Competitions like the IGF can be great fun for all involved, but the stress and hardships can easily get to you no matter what your part is. If you are arranging, it becomes a matter of putting together a big event while placing your trust in a large number of developers to produce entries, and a large number of professionals to judge them fairly – neither of which you can be sure of. Judging can be an arduous and thankless task where disappointed entrants will press you for information on why they did not win. Being an entrant has the chance of giving some payout but it can feel more like a lottery where you have no idea if your game was judged fairly or disliked because of the personal taste of the judge who happened to be assigned.
I have been on all sides of this so going into it I figured I would not want to take sides, but I can’t remain completely neutral. Sure, the judges could have taken their duties more seriously and at least made sure to pass them on if they couldn’t live up to their promise. And yes, the people behind it all should have had accounted for an increase in entries and maybe been a little more professional about responding to the criticism. In the end though, I have to agree that fundamentally the IGF is a competition and if even the developers themselves did not expect to be nominated for anything then maybe they should not be too disappointed when they were not. If they’re just after publicity or focus testers, there are better ways to spend $100. Complaining about the possibility of games being ignored feels like a poor argument, to their credit the Rotting Cartridge mostly advocates more transparency in the judging process which I certainly can see no fault in.
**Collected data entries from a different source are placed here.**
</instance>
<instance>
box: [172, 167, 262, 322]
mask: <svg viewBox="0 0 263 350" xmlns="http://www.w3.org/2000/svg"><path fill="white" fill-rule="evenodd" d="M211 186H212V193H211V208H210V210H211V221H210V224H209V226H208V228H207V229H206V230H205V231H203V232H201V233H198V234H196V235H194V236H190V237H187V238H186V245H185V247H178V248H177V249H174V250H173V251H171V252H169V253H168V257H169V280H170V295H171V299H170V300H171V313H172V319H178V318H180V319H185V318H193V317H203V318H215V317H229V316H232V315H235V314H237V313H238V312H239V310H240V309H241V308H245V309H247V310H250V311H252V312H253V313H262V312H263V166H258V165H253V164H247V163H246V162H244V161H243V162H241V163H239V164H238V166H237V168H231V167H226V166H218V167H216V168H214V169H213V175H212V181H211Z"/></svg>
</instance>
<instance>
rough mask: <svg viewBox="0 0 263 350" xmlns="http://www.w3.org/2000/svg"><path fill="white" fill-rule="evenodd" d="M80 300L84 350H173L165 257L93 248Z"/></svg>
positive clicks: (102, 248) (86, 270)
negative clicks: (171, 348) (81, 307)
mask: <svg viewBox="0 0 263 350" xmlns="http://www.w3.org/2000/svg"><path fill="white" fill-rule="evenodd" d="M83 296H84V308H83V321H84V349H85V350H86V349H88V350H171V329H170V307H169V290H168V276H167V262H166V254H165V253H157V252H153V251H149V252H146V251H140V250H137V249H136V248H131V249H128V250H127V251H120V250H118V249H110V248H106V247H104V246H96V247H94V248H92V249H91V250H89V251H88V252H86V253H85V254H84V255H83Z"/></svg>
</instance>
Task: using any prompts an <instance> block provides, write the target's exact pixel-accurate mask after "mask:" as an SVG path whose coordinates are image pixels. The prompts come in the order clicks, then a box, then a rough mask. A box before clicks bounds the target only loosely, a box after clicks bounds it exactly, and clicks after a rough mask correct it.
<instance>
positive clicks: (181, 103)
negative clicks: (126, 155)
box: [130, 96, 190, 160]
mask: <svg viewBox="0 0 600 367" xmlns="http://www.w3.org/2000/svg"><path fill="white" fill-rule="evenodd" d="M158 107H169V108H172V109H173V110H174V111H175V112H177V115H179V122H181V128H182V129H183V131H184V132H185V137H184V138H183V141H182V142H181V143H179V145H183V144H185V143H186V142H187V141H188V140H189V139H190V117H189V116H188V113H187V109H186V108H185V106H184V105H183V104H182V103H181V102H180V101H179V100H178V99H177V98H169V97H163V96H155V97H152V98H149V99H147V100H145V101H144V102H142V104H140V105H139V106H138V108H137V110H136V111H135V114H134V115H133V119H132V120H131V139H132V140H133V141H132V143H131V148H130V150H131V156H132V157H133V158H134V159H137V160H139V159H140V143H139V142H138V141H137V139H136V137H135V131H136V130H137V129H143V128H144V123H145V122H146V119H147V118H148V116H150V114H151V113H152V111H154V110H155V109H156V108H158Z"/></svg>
As the chart above shows, the IGF has been growing more and more every year since 2005 (and before that for as long as there are records) so I do not think things like this will affect the success of it. Even bigger events like the Oscars have it worse since it is fully up to the movie makers to make sure that members of the academy get to see their movies and a lot reportedly vote without having seen all of the movies in their category. Considering that publishers and platform holders seem to be in love with “award-winning” developers and metacritic scores, I do sometimes wish IGF and others would consider the impact they are making more thoroughly. Bringing in politics into it would remove focus from the games though, and that would undermine the integrity of the competition more than anything.
In other GDC related news, developer Scott Anderson started a blog about the failure of the Shadow Physics project, even though he claims not to have learned a lot from it I am looking forward to an interesting read. I also enjoyed reading about the Great Middleware debate, it brings up a few points on both sides that may seem obvious but are surprisingly unknown. I’ll hopefully get back to that at some point.